The announcement follows relentless pressure from campaigners, including the Orgreave Truth and Justice Campaign (OTJC), formed in 2012. Campaigner Joe Rollin called the announcement “cautiously elating.”

“We’ve fought for this for years,” he said. “We’ve still got a long road ahead, but we’ll never give up until we get the justice we deserve.”

Arthur Critchlow, one of the 95 miners arrested in 1984, suffered a fractured skull at the hands of a police truncheon. “It’s a massive injustice,” he said. “I just hope the miners will be vindicated… that the country will realise we weren’t lying. The media and the police were.”

NUM President Chris Kitchen welcomed the move but made clear the deeper political stakes. “We’ve always believed what happened at Orgreave wasn’t just industrial—it was political. The police were weaponised by the state to crush working-class resistance.”
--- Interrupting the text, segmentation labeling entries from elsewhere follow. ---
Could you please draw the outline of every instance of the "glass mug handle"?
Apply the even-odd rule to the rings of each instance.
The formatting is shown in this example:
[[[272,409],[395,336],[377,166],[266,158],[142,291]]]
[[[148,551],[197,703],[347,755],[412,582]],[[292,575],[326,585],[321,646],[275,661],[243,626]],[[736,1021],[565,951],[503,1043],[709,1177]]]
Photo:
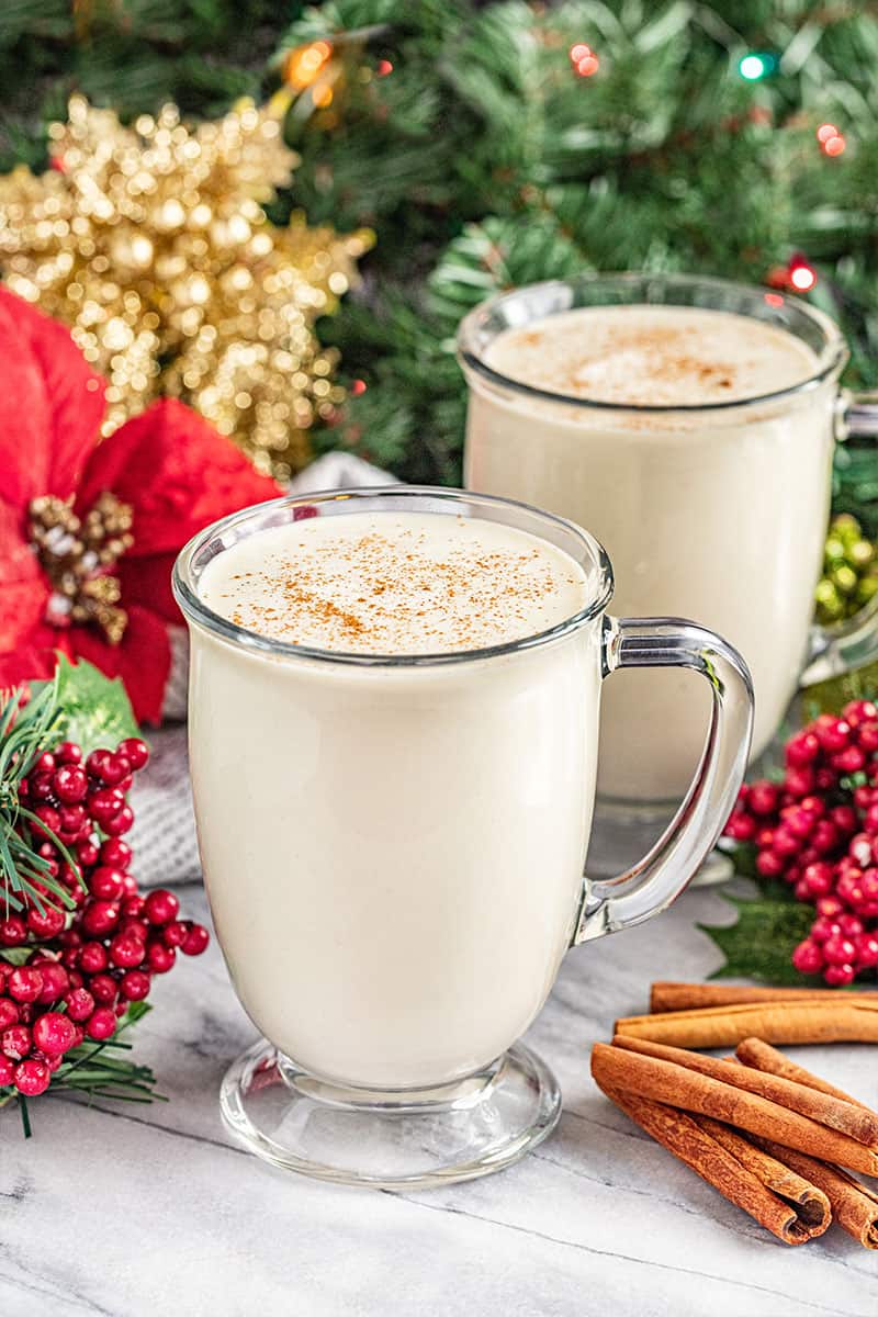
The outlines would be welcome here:
[[[750,749],[750,673],[712,631],[679,618],[606,618],[603,676],[617,668],[691,668],[710,682],[711,720],[692,785],[652,851],[615,878],[586,877],[574,947],[642,923],[681,894],[732,813]]]
[[[878,392],[842,394],[839,398],[836,437],[878,439]],[[841,677],[878,657],[878,595],[861,608],[850,622],[811,630],[808,664],[799,678],[800,686],[813,686],[831,677]]]

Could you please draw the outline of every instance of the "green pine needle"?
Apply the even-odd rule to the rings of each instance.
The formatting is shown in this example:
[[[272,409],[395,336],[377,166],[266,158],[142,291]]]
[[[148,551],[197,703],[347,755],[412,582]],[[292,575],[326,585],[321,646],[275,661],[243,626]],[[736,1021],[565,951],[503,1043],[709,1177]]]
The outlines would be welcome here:
[[[42,824],[33,810],[22,805],[18,789],[43,751],[63,736],[65,714],[59,701],[61,670],[42,682],[24,702],[24,691],[0,693],[0,897],[4,918],[33,903],[41,913],[46,905],[71,909],[74,900],[50,872],[50,863],[38,852]],[[46,834],[49,835],[49,834]],[[67,848],[51,836],[63,860],[75,868]],[[46,901],[46,893],[51,898]]]

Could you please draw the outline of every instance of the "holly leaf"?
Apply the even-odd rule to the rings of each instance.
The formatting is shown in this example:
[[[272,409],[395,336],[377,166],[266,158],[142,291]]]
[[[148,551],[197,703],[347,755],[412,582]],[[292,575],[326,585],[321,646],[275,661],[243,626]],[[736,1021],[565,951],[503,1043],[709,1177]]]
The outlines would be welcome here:
[[[757,979],[775,986],[823,986],[819,975],[803,975],[794,968],[794,948],[808,935],[815,911],[792,898],[777,884],[766,885],[754,897],[724,898],[737,910],[737,919],[724,927],[700,923],[725,956],[711,979]]]
[[[115,749],[120,740],[138,735],[121,677],[111,680],[86,660],[72,664],[59,655],[57,681],[61,735],[82,745],[83,755]]]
The Thatcher government, particularly the former Prime Minister herself, labelled the striking miners “the enemy within.” That sentiment, critics argue, gave police license to act as political enforcers—not neutral public servants.

While some miners did throw stones during the chaos, the sheer scale and aggression of the police response has long fuelled suspicions that violence was premeditated.

A spokesperson for South Yorkshire Police has said the force will “fully cooperate” with the inquiry.

But for those still carrying the physical and emotional wounds of that day, this is about more than cooperation. It’s about finally exposing what they believe was a state-sanctioned assault on working-class Britain.

After 40 years, the reckoning has begun.